1. Kawhi Leonard (SF, San Diego State)
Everyone thought Leonard had great athleticism to project at the next level until he showed up at the combine and absolutely bombed. He failed to live up to the big stage in multiple opportunities and will now not get the benefit of dominating against Wyoming and Air Force. He’s going to get drafted too high because of team needs and perceived talent, but will be a lottery washout.

On the next page, the Top 5 Sleepers of the Draft…{pagebreak}


5. Malcolm Lee (SG, UCLA)
Sleeper is a relative term for Lee because he’s not exactly off people’s radars, but his defensive ability will make him an NBA player for the next 10 to 15 years. He’s quick enough to guard PGs and SGs and will get thrown into the mix right away. He will need to work on his jump shot to really stick in the league, but he’ll have plenty of time to do that.

4. Trey Thompkins (PF, Georgia)
It’s rare that college players actually develop post-up moves, but Thompkins displayed that in his time at Georgia. He can take his game outside for jumpers as well, which will allow him to contribute in multiple offenses. His athleticism is under question, but it won’t be as important with his offensive diversity and rebounding effort.
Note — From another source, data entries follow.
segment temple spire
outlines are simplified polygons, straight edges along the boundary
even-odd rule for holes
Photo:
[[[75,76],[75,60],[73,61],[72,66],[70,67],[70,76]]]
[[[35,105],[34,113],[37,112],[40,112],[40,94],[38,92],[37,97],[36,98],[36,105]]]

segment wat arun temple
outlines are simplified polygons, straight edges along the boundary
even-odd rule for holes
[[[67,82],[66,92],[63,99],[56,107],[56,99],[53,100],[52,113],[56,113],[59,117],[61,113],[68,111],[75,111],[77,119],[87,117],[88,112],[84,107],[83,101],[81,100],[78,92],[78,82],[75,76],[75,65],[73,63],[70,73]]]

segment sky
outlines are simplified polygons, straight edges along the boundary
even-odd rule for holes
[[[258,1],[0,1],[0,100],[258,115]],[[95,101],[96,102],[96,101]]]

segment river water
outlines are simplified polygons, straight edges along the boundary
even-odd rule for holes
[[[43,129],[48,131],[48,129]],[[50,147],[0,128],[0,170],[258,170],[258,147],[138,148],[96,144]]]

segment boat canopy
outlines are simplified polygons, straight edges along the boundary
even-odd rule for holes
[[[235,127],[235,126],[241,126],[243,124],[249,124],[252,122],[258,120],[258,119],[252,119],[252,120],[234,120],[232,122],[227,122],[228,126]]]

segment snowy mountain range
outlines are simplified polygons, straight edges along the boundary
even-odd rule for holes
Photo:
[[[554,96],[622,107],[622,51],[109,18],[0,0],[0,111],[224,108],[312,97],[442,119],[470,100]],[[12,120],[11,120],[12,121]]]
3. Norris Cole (PG, Cleveland St.)
There always seems to be a few PGs from mid-majors who turn out to be solid NBA players and Norris could fit that bill. He took his game to another level in his senior year and improved his assist-to-turnover ratio dramatically over his four years. He also rebounds and defends well for a guard, which will give him value to some NBA team.

2. Charles Jenkins (PG, Hofstra)
Chuck has been battling the odds for his whole career while trying to carry his Hofstra team. He won the NYC area college player of the year for three straight seasons and improved his shooting numbers in his senior year to give hope at the NBA level. He also cut off one turnover a game from his numbers last year, which shows maturity.

1. JuJuan Johnson (PF, Purdue)
First-team All-Americans rarely get overlooked, but that’s what happening to JJ right now. He played on a team with only one quality player (E'twaun Moore) and a bunch of guys you could pick up at the Y. Since he’ll get drafted late, he’ll undoubtedly have talent around him going forward and will be able to contribute in a number of different ways. He needs to add weight, but the added bulk won’t impact his game too much.